O'Rourke likened a House vote on impeachment to an indictment -- it's then the Senate's job to hold a trial and determine whether to vote to convict and remove the president from office -- and said that there was now enough evidence of obstruction of justice by the president to warrant a "yes" vote on impeachment. But, he said, impeachment is not the "mission" of his campaign, that he doesn't bring it up on the campaign trail, and that he hasn't signed on to any impeachment resolutions in the House.
Sen. Ted Cruz made his case Thursday for an endorsement from The Dallas Morning News' editorial board, a prize that has eluded him the other five times he's appeared on ballots in Texas.
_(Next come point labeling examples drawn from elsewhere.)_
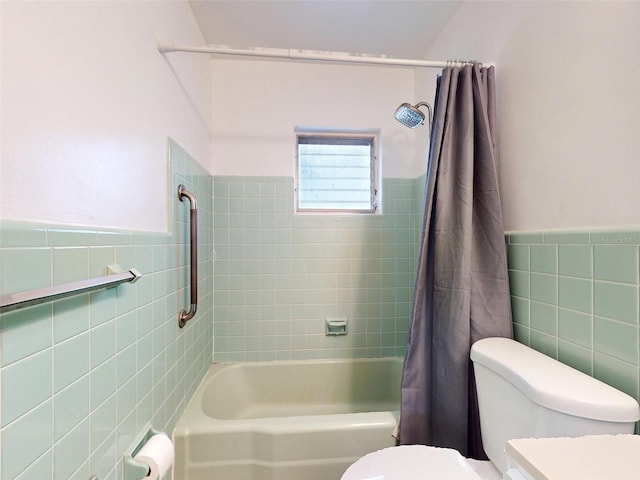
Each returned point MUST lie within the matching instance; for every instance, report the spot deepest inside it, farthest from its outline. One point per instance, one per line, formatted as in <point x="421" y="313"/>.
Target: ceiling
<point x="396" y="28"/>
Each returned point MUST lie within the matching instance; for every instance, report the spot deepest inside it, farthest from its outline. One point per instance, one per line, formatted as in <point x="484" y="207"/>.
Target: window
<point x="336" y="172"/>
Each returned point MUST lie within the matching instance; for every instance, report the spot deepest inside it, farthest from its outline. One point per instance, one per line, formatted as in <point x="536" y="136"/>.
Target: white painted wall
<point x="87" y="106"/>
<point x="257" y="104"/>
<point x="568" y="107"/>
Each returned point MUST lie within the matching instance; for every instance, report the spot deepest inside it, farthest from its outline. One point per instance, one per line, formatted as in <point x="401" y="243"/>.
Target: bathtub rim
<point x="195" y="421"/>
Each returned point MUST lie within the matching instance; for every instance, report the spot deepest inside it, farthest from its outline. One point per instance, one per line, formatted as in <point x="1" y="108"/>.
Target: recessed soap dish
<point x="335" y="326"/>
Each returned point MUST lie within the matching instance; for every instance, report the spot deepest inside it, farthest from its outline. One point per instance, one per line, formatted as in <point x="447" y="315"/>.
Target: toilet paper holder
<point x="134" y="470"/>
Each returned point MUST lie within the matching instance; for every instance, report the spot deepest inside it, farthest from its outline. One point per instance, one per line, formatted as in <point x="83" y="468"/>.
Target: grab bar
<point x="14" y="301"/>
<point x="184" y="316"/>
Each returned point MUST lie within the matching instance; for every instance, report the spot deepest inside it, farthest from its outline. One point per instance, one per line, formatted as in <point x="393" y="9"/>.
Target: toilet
<point x="521" y="394"/>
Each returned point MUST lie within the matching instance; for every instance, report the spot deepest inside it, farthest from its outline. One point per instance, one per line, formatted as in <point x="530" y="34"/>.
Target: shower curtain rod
<point x="292" y="54"/>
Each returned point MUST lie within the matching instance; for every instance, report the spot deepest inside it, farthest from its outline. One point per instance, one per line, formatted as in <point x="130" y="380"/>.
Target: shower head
<point x="410" y="116"/>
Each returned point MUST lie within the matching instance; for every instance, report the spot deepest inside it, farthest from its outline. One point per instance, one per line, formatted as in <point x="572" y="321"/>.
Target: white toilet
<point x="521" y="394"/>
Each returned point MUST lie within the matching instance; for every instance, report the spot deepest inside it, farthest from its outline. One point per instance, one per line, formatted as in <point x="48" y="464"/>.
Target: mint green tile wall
<point x="279" y="275"/>
<point x="82" y="376"/>
<point x="575" y="297"/>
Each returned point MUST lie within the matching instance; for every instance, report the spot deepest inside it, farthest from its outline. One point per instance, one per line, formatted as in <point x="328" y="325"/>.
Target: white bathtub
<point x="287" y="420"/>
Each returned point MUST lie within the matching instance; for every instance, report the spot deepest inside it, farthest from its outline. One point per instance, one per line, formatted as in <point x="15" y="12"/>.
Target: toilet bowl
<point x="521" y="394"/>
<point x="409" y="462"/>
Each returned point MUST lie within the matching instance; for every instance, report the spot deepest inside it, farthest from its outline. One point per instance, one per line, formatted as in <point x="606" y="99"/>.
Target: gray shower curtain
<point x="462" y="289"/>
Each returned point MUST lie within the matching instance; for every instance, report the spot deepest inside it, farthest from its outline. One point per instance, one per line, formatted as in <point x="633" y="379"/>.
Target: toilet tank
<point x="523" y="393"/>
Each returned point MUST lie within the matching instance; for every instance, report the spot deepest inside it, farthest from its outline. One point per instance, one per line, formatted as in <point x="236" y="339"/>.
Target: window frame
<point x="372" y="138"/>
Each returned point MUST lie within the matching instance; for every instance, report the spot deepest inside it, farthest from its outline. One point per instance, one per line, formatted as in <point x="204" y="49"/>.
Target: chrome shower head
<point x="410" y="116"/>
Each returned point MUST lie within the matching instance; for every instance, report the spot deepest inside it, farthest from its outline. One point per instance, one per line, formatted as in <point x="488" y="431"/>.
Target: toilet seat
<point x="416" y="462"/>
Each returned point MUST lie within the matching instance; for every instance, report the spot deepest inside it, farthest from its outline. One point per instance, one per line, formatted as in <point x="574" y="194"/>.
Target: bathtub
<point x="287" y="420"/>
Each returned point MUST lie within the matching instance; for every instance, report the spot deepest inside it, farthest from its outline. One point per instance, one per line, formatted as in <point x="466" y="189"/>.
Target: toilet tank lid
<point x="552" y="384"/>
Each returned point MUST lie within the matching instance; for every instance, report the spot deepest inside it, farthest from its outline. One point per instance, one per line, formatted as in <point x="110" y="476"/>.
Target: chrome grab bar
<point x="115" y="276"/>
<point x="184" y="316"/>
"It's fair to say this editorial board and I have not had the best relations," he said. "I do think that this board has believed a caricature that is less than accurate.
Cruz pitched himself as a conservative who cares about Texans, avoids pettiness and is far more pragmatic than his reputation. He faced pointed questions about his relatively scant list of bipartisan achievement and what responsibility he bears to speak out against President Donald Trump if, as he says, he has Trump's ear and credibility with conservatives and moderates alike. "Some Republicans are willing to defend the indefensible, and I'm not going to do that," Cruz said. But neither does he want to get sucked into the maelstrom of near-daily controversies emanating from the White House. "At times national reporters seem to think Stormy Daniels is the most important person on the face of the planet," he said, referring to the porn actress who accused Trump of a sexual liaison while the first lady was home with their infant son.
"I think Texans are much more interested in do they have a job. What kind of future do their kids have?"
Not counting next month, Cruz has faced Texas voters five times, each time without The News' recommendation.
In February, The News endorsed Cruz's little-known opponent in the GOP primary, Houston energy lawyer Stefano di Stefano.
"Cruz's elbows have been so sharp and his disdain for deal-making so pronounced, that he's often stymied his own party's agenda," the editorial read, citing his role in the 16-day government shutdown in fall 2013.
In February 2016, ahead of the state's GOP presidential primary, The News recommended Ohio Gov. John Kasich. "As much as we'd like to see a Texan in the White House, we fear that Cruz's brand of politics is more about disruption than governing and threatens to take the Republican Party to a dark place," the editorial board wrote.